Vollmondnacht im alten Bauernhaus
Gaukelt trügerisch Unveränderbarkeit vor
Das ewig freundlich bösartige Gesicht dort oben am Himmel
Das weißkaltes Licht durch schwarzes Geäst schickt und
Die Heimlichkeit der Nacht offenbar macht.
Vollmondnacht im alten Bauernhaus
Wo alles so zu sein scheint wie letztes, vorletztes, vorvorletztes Jahr.
Und doch spüren wir Menschen eine Ruhe vor dem Sturm
Nach der Ruhe nach dem Sturm
Der die Welt, wie wir sie kennen, auf den Kopf gestellt hat.
Lernen nichts aus dem, was ist,
Wollen nur zurück zum Alten, zum Gewohnten,
Fortsetzung des alten Trotts, des alten Wahnsinns,
Der doch genau diese ewig gleiche Vollmondnacht
Im alten Bauernhaus zu einem Trugbild gemacht hat,
Verlogen nostalgisch wie die dicke Schneedecke auf dem Adventskalender.
Wenn der Vollmond des Morgens verblasst
sehen wir kahle Wiesen verdorren.
Suchen vergeblich nach den Schmetterlingsschwärmen unserer Jugend.

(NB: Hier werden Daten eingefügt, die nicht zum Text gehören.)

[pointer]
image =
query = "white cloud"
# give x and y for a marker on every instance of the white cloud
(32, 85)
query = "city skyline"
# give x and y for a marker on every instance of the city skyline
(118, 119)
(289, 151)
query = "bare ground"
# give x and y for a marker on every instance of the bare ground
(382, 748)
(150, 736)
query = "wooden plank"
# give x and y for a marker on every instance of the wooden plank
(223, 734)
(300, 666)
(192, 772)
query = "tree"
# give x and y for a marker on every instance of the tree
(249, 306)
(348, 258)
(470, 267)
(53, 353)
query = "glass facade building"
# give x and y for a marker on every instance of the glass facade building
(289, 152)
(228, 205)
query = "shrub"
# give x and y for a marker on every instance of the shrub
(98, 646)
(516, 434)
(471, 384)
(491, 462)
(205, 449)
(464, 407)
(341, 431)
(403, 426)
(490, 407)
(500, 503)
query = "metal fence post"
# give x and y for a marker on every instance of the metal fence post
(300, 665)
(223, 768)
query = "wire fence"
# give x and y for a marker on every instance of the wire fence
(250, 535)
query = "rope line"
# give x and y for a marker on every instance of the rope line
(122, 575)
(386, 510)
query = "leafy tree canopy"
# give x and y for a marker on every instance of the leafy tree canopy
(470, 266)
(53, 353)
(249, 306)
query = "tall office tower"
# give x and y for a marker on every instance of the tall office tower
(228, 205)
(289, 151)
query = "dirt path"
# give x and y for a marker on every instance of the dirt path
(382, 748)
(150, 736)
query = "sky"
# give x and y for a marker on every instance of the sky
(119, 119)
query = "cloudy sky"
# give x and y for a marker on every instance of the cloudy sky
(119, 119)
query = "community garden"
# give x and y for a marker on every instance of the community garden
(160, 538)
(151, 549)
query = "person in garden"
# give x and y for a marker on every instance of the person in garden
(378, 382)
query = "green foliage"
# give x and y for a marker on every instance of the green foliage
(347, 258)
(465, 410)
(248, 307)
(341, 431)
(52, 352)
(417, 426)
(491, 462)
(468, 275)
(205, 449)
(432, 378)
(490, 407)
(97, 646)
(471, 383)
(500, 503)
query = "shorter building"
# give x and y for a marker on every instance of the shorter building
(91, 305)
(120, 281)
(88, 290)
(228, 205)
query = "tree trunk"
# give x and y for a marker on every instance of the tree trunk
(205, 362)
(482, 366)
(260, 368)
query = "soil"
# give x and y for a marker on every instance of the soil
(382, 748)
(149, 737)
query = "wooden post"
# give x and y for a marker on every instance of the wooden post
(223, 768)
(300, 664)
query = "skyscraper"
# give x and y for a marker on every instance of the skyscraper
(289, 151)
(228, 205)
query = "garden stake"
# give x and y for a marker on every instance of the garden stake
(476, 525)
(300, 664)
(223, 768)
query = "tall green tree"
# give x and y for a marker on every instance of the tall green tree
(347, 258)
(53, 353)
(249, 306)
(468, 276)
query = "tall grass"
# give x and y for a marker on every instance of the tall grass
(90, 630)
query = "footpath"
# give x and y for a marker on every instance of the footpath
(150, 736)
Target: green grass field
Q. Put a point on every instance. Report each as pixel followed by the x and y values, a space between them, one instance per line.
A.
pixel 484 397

Viren, diese Lebewesen, die keine sind, sorgen dafür,
Dass das Leben, wie gewesen, ein Lebegewesen wird
Und wir einer neuen Normalität entgegenschreiten,
Die wir vielleicht hätten verhindern können.
Mit dem Vollmond gemeinsam sehen wir
Die Welt sich verändern
Voller Rätsel und Aufgaben, voller Rätselaufgaben
Die es zu lösen gilt für uns
Für unsere Kinder
Für unsere Kindeskinder
Vollmondnacht in einer Wendezeit in einem alten Bauernhaus.